Pour attirer plus de femmes à la tête des entreprises agricoles : « Il faut libérer les potentiels ! »
Le nombre de femmes à la tête d’exploitations agricoles stagne, malgré les défis liés au renouvellement des générations. Qui sont ces cheffes d’exploitations agricoles ? Quels sont les freins à leur développement ? Quelles propositions pour les lever ? Réponses avec Gabrielle Dufour du think tank Agridées et Anne-Dumont-Leca de Vox Demeter.
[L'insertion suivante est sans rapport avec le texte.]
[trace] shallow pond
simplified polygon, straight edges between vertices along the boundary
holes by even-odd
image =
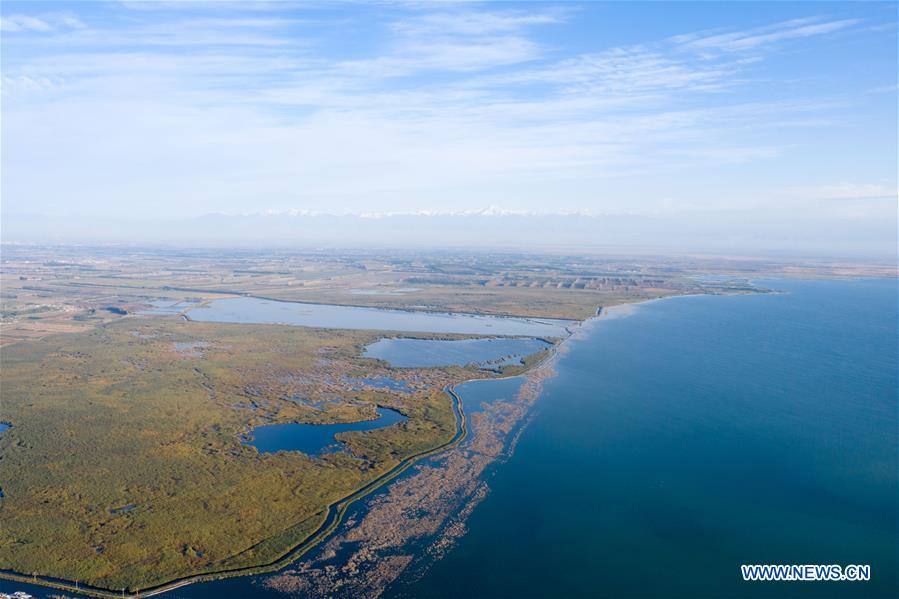
[[[456,394],[462,400],[462,409],[471,416],[483,411],[484,406],[494,401],[514,401],[526,377],[515,376],[505,379],[474,380],[456,385]]]
[[[144,316],[164,316],[167,314],[180,314],[188,308],[195,306],[199,302],[194,300],[153,300],[147,303],[153,307],[148,310],[141,310],[140,312],[138,312],[138,314]]]
[[[390,378],[389,376],[357,376],[344,377],[344,380],[353,386],[353,391],[362,391],[366,388],[386,389],[399,393],[411,393],[415,387],[407,381]]]
[[[366,358],[385,360],[391,366],[421,368],[465,366],[498,368],[520,364],[522,358],[549,349],[550,343],[533,337],[518,339],[380,339],[365,348]]]
[[[352,431],[370,431],[403,422],[406,417],[389,408],[378,408],[378,417],[361,422],[339,424],[266,424],[253,429],[252,438],[246,441],[259,453],[276,451],[302,451],[319,455],[329,447],[338,445],[334,435]]]
[[[136,503],[129,503],[128,505],[123,505],[122,507],[114,507],[109,510],[110,514],[127,514],[133,510],[137,509]]]
[[[247,324],[288,324],[330,329],[366,329],[419,333],[457,333],[467,335],[520,335],[538,337],[565,336],[567,320],[478,316],[447,312],[414,312],[302,304],[231,297],[214,300],[190,310],[192,320]]]

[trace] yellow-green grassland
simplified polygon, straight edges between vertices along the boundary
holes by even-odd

Le nombre de femmes à la tête d’exploitations agricoles stagne, malgré les défis liés au renouvellement des générations. Qui sont ces cheffes d’exploitations agricoles ? Quels sont les freins à leur développement ? Quelles propositions pour les lever ? Réponses avec Gabrielle Dufour du think tank Agridées et Anne-Dumont-Leca de Vox Demeter.
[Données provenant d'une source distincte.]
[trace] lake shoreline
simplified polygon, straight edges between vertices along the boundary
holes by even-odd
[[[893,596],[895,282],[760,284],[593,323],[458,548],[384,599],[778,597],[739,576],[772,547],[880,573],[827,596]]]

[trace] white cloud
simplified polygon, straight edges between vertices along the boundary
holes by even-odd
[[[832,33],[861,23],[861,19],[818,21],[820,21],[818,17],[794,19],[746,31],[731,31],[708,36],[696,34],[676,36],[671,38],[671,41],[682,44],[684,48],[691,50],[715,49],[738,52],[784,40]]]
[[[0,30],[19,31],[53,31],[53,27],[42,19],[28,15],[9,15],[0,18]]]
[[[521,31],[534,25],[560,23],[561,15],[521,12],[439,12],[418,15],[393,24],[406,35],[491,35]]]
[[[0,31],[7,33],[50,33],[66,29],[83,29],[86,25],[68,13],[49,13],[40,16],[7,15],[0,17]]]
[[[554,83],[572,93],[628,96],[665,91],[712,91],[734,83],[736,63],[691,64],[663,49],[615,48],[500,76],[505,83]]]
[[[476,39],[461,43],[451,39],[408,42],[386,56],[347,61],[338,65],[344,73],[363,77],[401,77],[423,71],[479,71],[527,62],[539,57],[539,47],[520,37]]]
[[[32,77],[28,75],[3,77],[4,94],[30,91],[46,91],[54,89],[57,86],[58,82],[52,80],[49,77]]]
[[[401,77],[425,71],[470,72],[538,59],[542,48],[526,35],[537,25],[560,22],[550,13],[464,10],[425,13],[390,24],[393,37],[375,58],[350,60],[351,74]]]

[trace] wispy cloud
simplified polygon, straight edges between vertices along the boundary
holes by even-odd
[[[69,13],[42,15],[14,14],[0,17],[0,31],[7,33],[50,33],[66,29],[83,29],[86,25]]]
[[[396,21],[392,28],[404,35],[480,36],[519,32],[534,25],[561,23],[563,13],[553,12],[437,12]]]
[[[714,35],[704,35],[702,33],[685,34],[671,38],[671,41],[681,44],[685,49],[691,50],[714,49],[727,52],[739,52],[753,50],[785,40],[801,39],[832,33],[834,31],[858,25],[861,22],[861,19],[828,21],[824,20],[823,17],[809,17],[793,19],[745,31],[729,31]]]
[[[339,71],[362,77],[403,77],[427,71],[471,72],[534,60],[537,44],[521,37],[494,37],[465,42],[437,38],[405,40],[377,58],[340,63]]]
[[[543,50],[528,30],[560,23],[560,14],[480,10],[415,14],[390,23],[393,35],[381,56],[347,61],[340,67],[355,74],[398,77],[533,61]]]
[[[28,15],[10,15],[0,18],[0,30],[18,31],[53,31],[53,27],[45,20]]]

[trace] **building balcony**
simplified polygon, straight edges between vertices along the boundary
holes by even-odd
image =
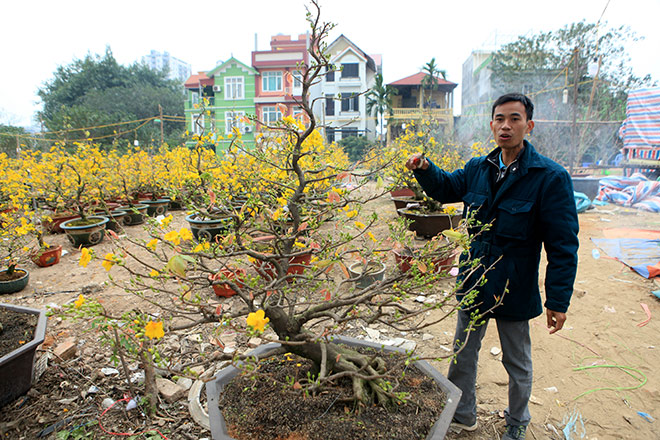
[[[205,96],[204,99],[208,101],[208,106],[212,107],[215,105],[215,97]],[[201,99],[188,99],[186,100],[186,109],[194,109],[196,105],[201,105]]]
[[[454,118],[452,108],[393,108],[392,114],[385,114],[385,119],[412,121],[418,119],[433,119],[451,124]]]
Durant tout le salon de l’agriculture, Gabrielle Dufour, responsable communication du think tank Agridées et Anne Dumont-Leca, fondatrice et présidente de Vox Demeter, n’ont pas ménagé leur peine pour promouvoir leur précieux petit livret bleu. Intitulé « Entrepreneuriat féminin en agriculture : libérer les potentiels ! », il s’agit de la première note aussi complète en la matière, issue d’échanges et réflexions durant 18 mois d’un groupe de travail regroupant 40 représentantes de la chaîne agroalimentaire et publiée fin novembre 2024.
« Notre idée était de réfléchir aux enjeux des femmes dans l’entreprise agricole dans le cadre du défi du renouvellement des générations », explique Anne Dumont-Leca sur le SiaPro fin février.
Les femmes représentent aujourd’hui 26% des cheffes d’exploitation et des coexploitantes, un chiffre qui stagne depuis 2010, malgré leur rôle essentiel
« Près de la moitié des agriculteurs seront en âge de partir à la retraite d’ici 2030. Les femmes représentent aujourd’hui 26% des cheffes d’exploitation et des coexploitantes, un chiffre qui stagne depuis 2010, malgré leur rôle essentiel », constate la présidente de Vox Demeter.
« Derrière ces chiffres, qui sont peu nombreux, on a voulu savoir qui sont ces cheffes d’entreprises, quelles sont leurs forces et les freins qui les bloquent pour mieux comprendre comment elles peuvent libérer leur potentiel » explique Anne Dumont-Leca.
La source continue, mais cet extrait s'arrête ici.